Amey had been carrying out modifications to the track layout during the reconstruction of the station.
The Rail Regulator, the Office of Rail and Road (ORR), brought the prosecution under the Health and Safety at Work etc. Act 1974, for failure to ensure lifting operations involving lifting equipment were planned properly, supervised, and carried out in a safe manner. Amey Rail Limited pleaded guilty to the offence, and was sentenced at Leicester Magistrates’ Court to a fine of £600,000 and also ordered to pay the full costs of £15,119.49 and a victim surcharge of £170.
The prosecution followed an investigation by the ORR into an incident in the early hours of 21 October 2018, outside Market Harborough station on the Midland Main Line, when a road-rail excavator vehicle overturned. The vehicle’s operator had to be pulled from the cab. Fortunately, although several other rail workers were in the area of the overturning, no one was seriously injured.
On the night of the accident, because of a late change in the equipment being used for lifting, the replacement equipment had inadequate lifting capacity for the planned works. To compensate for the reduced lifting capacity, the length of the track to be lifted should have been reduced from 30 to 20 feet.
Although this was a critical change, it was not managed or communicated correctly. The track panels were cut to the original length of 30 feet, exceeding the capacity for the excavators to be used.
When lifting started, the excavators’ on-board safety systems showed that the weight being lifted was exceeding their maximum safe limit. However, these warnings were ignored and to enable the work to continue the safety systems were disabled.
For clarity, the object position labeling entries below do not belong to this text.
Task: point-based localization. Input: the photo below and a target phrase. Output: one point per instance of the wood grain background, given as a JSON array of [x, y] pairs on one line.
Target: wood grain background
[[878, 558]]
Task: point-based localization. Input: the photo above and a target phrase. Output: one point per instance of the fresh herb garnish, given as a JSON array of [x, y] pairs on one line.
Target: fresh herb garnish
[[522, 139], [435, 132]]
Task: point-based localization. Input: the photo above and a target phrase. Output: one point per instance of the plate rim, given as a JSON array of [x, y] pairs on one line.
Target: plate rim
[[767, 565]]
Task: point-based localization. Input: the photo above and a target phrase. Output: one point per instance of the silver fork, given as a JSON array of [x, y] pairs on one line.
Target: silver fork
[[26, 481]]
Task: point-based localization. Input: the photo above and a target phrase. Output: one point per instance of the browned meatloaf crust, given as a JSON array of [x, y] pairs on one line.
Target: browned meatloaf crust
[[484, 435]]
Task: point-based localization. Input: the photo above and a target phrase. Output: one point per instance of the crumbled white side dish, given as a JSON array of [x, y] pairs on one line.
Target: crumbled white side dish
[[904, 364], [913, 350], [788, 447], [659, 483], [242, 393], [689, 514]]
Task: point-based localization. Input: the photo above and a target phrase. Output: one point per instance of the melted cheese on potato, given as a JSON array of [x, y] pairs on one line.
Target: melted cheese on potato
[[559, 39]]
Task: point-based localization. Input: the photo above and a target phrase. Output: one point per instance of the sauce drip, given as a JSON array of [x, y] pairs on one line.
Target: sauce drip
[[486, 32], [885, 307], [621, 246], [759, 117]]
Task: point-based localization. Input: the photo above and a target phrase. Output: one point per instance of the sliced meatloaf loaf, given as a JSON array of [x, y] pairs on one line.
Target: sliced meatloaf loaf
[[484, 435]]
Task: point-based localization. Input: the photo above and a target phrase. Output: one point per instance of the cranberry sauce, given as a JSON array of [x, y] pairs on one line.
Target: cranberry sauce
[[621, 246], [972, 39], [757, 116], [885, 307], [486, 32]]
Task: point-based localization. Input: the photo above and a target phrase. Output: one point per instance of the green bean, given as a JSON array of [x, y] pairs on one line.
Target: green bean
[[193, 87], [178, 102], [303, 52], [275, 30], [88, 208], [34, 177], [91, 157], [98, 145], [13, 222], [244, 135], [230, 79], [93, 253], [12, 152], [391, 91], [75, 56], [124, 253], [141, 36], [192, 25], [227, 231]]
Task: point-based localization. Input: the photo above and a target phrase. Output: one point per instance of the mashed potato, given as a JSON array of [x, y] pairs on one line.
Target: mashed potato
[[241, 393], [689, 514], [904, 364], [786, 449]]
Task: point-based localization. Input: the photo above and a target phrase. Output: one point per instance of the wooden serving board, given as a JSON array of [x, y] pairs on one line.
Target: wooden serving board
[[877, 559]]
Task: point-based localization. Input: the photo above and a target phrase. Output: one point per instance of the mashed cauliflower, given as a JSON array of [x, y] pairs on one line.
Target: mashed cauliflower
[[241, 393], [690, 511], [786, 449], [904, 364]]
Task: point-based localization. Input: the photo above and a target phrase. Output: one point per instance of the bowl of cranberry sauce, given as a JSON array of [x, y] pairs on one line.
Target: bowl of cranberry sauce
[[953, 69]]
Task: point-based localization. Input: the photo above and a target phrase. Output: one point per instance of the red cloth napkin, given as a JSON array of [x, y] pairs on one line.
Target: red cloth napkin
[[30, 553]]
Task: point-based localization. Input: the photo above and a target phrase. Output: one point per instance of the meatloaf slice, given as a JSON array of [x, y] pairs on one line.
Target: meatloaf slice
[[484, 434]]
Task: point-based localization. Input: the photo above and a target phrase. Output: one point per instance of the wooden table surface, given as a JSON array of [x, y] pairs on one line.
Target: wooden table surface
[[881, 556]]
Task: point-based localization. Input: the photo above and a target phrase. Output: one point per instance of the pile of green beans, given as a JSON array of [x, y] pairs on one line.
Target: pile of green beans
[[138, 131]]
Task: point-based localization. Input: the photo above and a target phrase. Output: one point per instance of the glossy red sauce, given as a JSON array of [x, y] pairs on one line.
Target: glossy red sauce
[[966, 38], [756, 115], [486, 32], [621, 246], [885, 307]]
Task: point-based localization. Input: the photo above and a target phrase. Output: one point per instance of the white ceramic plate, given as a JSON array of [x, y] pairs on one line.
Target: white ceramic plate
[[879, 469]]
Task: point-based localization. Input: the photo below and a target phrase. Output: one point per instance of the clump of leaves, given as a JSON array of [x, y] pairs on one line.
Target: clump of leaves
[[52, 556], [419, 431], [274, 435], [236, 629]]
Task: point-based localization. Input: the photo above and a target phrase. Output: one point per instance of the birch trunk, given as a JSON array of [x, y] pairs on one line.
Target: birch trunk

A radio-based communication system between the operators and the lifting supervisor was also faulty and despite replacement equipment being available on-site, work continued with the inadequate communications equipment.
These failures resulted in one of the two excavators becoming overloaded beyond its capacity. When it was undertaking a tandem lift of a track panel, later established to be 39 feet long, it toppled onto its side and trapped a worker in the cab. Several members of the lifting team and others in the nearby vicinity managed to drag the operator clear of the cab by kicking through the toughened glass windscreen.
ORR’s HM Chief Inspector of Railways Ian Prosser CBE, said: “The risks of failing to comply with the lifting regulations are well known throughout the industry and clearly foreseeable. In this case basic errors were made and it is by sheer luck that no one was seriously hurt.
“None of these failures to follow well established procedures, nor the isolation of safety systems on the excavators, were identified despite the presence of two senior members of staff on site during the night to manage the work.
“This meant Amey failed to take measures in order to adequately manage the risks presented when tandem lifting loads of the size and weight of those undertaken on 21 October 2018.”